10 o’clock list: Worst Things About Fall at Kenyon

We hear so much these days about how beautiful Kenyon is. In fact, if you Google image search Kenyon College, almost everything that comes up is a picturesque scene of happy students walking through Middle Path in autumn, leaves fluttering around them as they stroll merrily to their dorm, a fringed scarf draped casually and stylishly around their neck. But is Kenyon really as idyllic in fall as our pamphlets and tour guides claim? Aren’t there those little things about Fall that really just get to you? Luckily for you, I am here to ruin your beautiful Kenyon autumn. Here are the worst things about Kenyon in the fall:

  1. Weddings — Everyone wants to be married in Kenyon in fall because it’s so damn pretty, and much as you might like admiring the wedding dresses/bridesmaids and the  joy radiating from the truly in-love as they celebrate the happiest day of their life, they are seriously hogging Middle Path, and worse, New Side. We all know the best part of weddings is the open bar, so what better way to make us resent them than to take up an ENTIRE hall in our one dining hall on campus and then deny us their cocktails? Besides, who wouldn’t want drunken college students slurping up Shirley Temples and grinding like it’s an Old Kenyon party?
  2. Asian beetles — Not to be confused with the similarly colored cute ladybugs, these beetles get everywhere, and then they bite and smell. It kind of puts a dampener on opening your window to let in a wonderful fall breeze when the breeze brings with it a horde of bugs.
  3. Leaf blowers — So loud. All the time. Leave the leaves alone!
  4. Midterms — Okay I know these happen in the spring too, but nothing ruins a glorious fall day like an upcoming midterm that you have to study for when all you want to do is clutch your pumpkin spice latte as it lurches precariously while you chase falling leaves like you did in kindergarten, back when you were an innocent little kid blissfully enjoying your short-lived youth, bless your little heart.
  5. No heat — I know you people in apartments and Aclands and whatever get to control your own heat, but the rest of us in dorms are left to our own devices when maintenance fails to turn on the heat even when it’s like 50 degrees and raining. Just because it’s fall doesn’t mean it won’t get cold. But just because it’s cold doesn’t mean maintenance will turn on the heat.
  6. Freshman optimism — I mean people just come in here so excited about a new year and their classes and professors and all the fun new friends they’re going to make and adventures they’re going to go on and everywhere you look there’s some grinning first-year having a blast. Luckily, it wears off. By February, they are jaded like the rest of us and you can maybe catch one or two of them sharing a cigarette outside Mather at 2:00 a.m. staring off into the distance contemplating what could have been and inwardly having a panic attack about that Quest essay due by noon the next day. But in the fall there is just so much bubbly enthusiasm.
  7. No one shuts the heck up about how pretty it is.

10 responses

      • Food for thought:

        “On the other hand, there’s definitely an extent to which the hashtag is in bad taste.
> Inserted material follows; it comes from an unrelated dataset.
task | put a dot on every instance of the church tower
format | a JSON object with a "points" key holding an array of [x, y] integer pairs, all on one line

It might have started out as a rebuke to first world privilege, but it has now become so naturalised that it doesn’t really encourage any sort of empathetic engagement with third world issues. Worse, it’s formulated in a way that excludes people from developing countries from the conversation. It addresses an in-group assumed to “get” the petty grievances of prosperity. Irony aside, it’s hard to ignore the fact that the #firstworldproblems gag rests on the discrepancy between first and third world quality of life.

        Nigerian-American polymath Teju Cole has a beef with the condescending nature of #firstworldproblems. People in the third world, he points out, also deal with mundane hassles such as Blackberry connectivity issues or car repairs. He says: “All the silly stuff of life doesn’t disappear just because you’re black and live in a poorer country.” Similarly, all the serious stuff in life doesn’t disappear just because you’re white and live in an affluent country. You don’t see tweets like “I have a chronically ill child and no health insurance” under #firstworldproblems, but these situations exist. I’m not euphorically proclaiming that we all live in a global village where national boundaries don’t demarcate sites of privilege, but first and third world experiences are not incomprehensibly alien to each other; there is potential for meaningful dialogue about inequality based on mutual comprehension and humanity.”


        Link includes an interesting video as used for the campaign Water is Life and additional commentary.

        I prefer “bourgeois problems…” or, everyone’s favorite collegian column, “Quick Complaints.”

        Link includes an intersting

  1. Not sure why, but I read the article and I thought ‘DHoyt wrote this. I then checked the byline, was completely shocked, then I thought about it some more and wasn’t that shocked.